Some detection devices are easy to use and have minimal preparatory steps to provide the analysis, but others have too many complicated steps to extract results. Be careful what you buy, and do your homework. Ask lots of questions, and let the lowest common denominator in your station try to operate the device. Pay for or request as much training on the device as possible-don’t try to save some money by skipping the training. Doing so is doing a great disservice to your citizens. It is amazing how many responders will spend $20,000 on a device but skip the $1,000 training class. When the device breaks, or if the responders can’t make it operate, they blame the machine and never their lack of training. We must learn to trust these machines, as they have some very interesting capabilities; but they are machines and at some point the human must make some decisions. Use a risk-based strategy that combines different detection technologies. Remember, however, that you can never be 100 percent accurate-only the laboratory can make that grade. ●
● CHRISTOPHER HAWLEY, a 23-year of the fire service and a haz-mat responder for 16 years, is a project manager for Computer Science Corporation and is responsible for International WMD and Haz-mat training provided for the DoD-DTRA International Counterproliferation Program. He is a retired fire specialist with the Baltimore County (MD) Fire Department, where he was the special operations coordinator. He is the author of a number of texts including Hazardous Materials Incidents and Air Monitoring & Detection Devices (Delmar Publishers, 2004). He is the co-author, with Greg Noll and Mike Hildebrand, of Special Operations: Response to Terrorism and HazMat Crimes (Delmar Publishers, 2001). Hawley is the owner of FBN Training & Consulting, a company that provides emergency-response training worldwide.
PURCHASING CONSIDERATIONS
When looking to purchase WMD detection devices, you want to buy the best device for your money. Don’t start by looking at devices; focus on the technology. Choose a detection technology (or combination) and then look at devices. Compare each device side by side, and then compare them using the items listed below. Some of the questions to consider when buying a detection device are
• Is the device easy to use?
• Does it have other functions that apply to typical haz-mat events?

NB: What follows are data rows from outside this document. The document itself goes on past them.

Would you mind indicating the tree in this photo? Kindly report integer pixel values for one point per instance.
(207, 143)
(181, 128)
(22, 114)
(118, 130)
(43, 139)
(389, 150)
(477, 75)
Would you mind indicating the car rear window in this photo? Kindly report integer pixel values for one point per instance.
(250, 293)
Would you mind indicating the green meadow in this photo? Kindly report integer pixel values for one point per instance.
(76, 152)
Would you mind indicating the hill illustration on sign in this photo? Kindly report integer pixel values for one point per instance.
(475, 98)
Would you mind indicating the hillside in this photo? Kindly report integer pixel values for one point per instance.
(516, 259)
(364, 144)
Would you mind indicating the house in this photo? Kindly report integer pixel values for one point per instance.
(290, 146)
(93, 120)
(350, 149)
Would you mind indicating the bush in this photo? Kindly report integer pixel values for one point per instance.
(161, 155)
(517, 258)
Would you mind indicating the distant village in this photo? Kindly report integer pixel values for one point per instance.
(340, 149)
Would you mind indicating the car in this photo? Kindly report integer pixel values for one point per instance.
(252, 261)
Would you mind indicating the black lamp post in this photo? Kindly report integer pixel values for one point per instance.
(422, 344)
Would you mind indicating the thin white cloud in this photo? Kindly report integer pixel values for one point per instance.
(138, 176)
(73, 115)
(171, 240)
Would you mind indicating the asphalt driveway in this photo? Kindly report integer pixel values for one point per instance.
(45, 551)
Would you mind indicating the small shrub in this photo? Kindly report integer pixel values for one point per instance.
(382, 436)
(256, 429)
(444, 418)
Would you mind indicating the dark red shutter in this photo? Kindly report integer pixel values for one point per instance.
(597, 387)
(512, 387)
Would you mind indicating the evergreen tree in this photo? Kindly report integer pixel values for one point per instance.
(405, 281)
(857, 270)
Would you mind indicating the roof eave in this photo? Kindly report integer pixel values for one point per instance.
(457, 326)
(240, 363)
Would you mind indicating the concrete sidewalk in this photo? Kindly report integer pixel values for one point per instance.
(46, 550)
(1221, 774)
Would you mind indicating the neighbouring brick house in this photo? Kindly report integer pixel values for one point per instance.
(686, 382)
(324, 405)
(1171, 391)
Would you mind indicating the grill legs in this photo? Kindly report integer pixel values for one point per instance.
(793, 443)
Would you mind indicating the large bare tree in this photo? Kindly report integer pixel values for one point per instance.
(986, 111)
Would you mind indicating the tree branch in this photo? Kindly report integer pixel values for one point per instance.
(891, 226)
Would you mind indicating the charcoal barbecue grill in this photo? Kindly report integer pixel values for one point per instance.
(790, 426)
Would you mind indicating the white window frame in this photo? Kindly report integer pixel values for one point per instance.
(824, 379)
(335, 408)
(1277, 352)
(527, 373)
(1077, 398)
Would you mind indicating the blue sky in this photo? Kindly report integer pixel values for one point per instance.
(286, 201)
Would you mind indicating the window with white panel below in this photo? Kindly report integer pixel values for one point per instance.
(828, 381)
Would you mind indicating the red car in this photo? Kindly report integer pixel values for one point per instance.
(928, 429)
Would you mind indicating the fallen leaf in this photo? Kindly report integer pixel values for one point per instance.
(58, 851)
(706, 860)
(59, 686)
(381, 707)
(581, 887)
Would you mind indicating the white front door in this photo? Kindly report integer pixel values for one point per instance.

• What disposable supplies does it require?
• Is there a shelf life for the materials and, if so, how often must they be replaced?
• What is the cost of the disposable supplies?
• What maintenance does the unit require?
• How often must maintenance be performed, and what are the costs?
• What are the lower detection limits (for all materials – not just the main one)?
• What about false positives and false negatives?
• What are the temperature ranges for the device and any supplies?
• Can the test be saturated by a pure sample? If so, what happens?
• Is 24-hour technical support available? Specifically by whom: a salesman or a specialist?
• What are the battery considerations (type, battery life, run time, recharging time)?
• What training comes with the device?
• What about software upgrades (ease and cost)?
• Who has conducted the third-party testing of the device? Can you obtain a copy of the test results?